New challenges for first responders

At the time of VFIS’ founding 50 years ago, climate change wasn’t a top concern. However, it has since become an imperative topic of conversation. First responders are facing more severe storms, heavier rainfalls and an increase in fire severity and wildland fires. At the end of the day, these increased risks are requiring first responders to put their lives in more danger than ever before.

It’s time to address extreme weather and its impact on first responders.

Better protection and preparation

First responders are on the front lines, handling the devastation that comes along with extreme weather, as well as the other changes we’ve seen, like longer fire seasons or drier terrain. The small changes we’ve seen add up to create an even more challenging environment. When we fail to address these added risks, we’re failing to protect first responders. Yes, for first responders, there has to be a recognition and acceptance of these risks, but the added challenges of extreme weather are significant.

We know that first responders already face higher health and safety risks than the average civilian, so we need to do what we can now to prepare for the risks they face from extreme weather.

Addressing these risks starts with preparation. While there is only so much you can do in advance of an emergency, there are steps communities can take to help first responders before they respond to a disaster.

Emergency service organizations (ESOs) should implement a community relations team to focus on weather-related emergencies that plans and implements programs to help aid civilians in preparing. Sometimes regular maintenance can help significantly improve response efforts, especially when it comes to regularly property maintenance and evacuation efforts.

Psychological impact

Additionally, to address the risks faced by first responders, we also need to evaluate the psychological impact of climate change.

First responders are facing hard times. Funding issues, struggles with recruitment and retention and aging populations, combine with the added costs and pressure of natural disasters to create a difficult reality. The struggles first responders are juggling can result in greater stress, especially for under-staffed or under-funded departments. As ESOs fight for the properties, businesses and families in their community, they could be doing so knowing that their home could be damaged in the face of the same disaster their crew is fighting.

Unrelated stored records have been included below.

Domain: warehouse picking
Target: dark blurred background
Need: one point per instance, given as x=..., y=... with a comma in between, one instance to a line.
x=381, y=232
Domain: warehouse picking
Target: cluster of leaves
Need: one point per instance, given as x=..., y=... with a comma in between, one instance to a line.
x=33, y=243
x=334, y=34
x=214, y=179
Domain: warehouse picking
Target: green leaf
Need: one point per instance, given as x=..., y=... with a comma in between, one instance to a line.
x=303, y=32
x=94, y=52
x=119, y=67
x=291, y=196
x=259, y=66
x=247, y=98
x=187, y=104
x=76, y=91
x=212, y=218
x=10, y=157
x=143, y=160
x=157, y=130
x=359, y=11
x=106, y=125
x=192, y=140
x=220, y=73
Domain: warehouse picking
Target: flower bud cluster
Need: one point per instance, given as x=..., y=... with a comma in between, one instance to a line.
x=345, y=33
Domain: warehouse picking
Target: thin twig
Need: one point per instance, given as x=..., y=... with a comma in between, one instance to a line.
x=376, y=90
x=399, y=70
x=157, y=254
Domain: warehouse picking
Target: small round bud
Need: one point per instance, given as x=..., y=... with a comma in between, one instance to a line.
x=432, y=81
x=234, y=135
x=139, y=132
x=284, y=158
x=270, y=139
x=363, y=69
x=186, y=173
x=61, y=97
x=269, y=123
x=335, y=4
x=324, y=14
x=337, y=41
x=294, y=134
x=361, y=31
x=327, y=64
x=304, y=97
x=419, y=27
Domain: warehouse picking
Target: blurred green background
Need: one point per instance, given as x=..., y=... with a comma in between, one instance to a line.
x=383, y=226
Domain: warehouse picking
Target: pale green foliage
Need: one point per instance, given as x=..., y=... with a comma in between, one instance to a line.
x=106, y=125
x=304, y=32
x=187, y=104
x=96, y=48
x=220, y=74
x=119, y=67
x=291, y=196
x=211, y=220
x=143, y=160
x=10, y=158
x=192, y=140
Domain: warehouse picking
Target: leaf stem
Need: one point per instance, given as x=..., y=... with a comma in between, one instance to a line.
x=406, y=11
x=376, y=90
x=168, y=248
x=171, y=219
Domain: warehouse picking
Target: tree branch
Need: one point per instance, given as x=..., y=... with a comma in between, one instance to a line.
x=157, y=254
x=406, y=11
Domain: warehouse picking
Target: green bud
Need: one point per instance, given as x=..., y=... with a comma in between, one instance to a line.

Prioritize disaster planning

In general, first responders face an increased risk for known health hazards as well as anticipated climate change-related safety risks. These risks include exposure to contaminants, mental stress, increased exposure to hazards and increased exposure to heat and cold. As such, departments need to be well-funded and well-staffed, and our communities need to prioritize disaster planning. Addressing extreme weather and its impact on first responders requires our complete focus on the risks they’re facing, so that they can continue to serve our communities and help save lives. 

About the author

Dr. William F. Jenaway, Ph.D., CSP, CFO, CTO, CFPS, CPP is executive vice president of VFIS, provider of insurance, education and consulting services for fire departments, ambulance and rescue squads and 911 centers in North America. He has over 40 years of experience in safety and risk management in the insurance industry, and is an adjunct professor in risk analysis in the Graduate School at Saint Joseph's University in Philadelphia. Jenaway was named Volunteer Fire Chief of the Year as chief of the King of Prussia, Pennsylvania, Volunteer Fire Company, and is the author of several emergency service texts.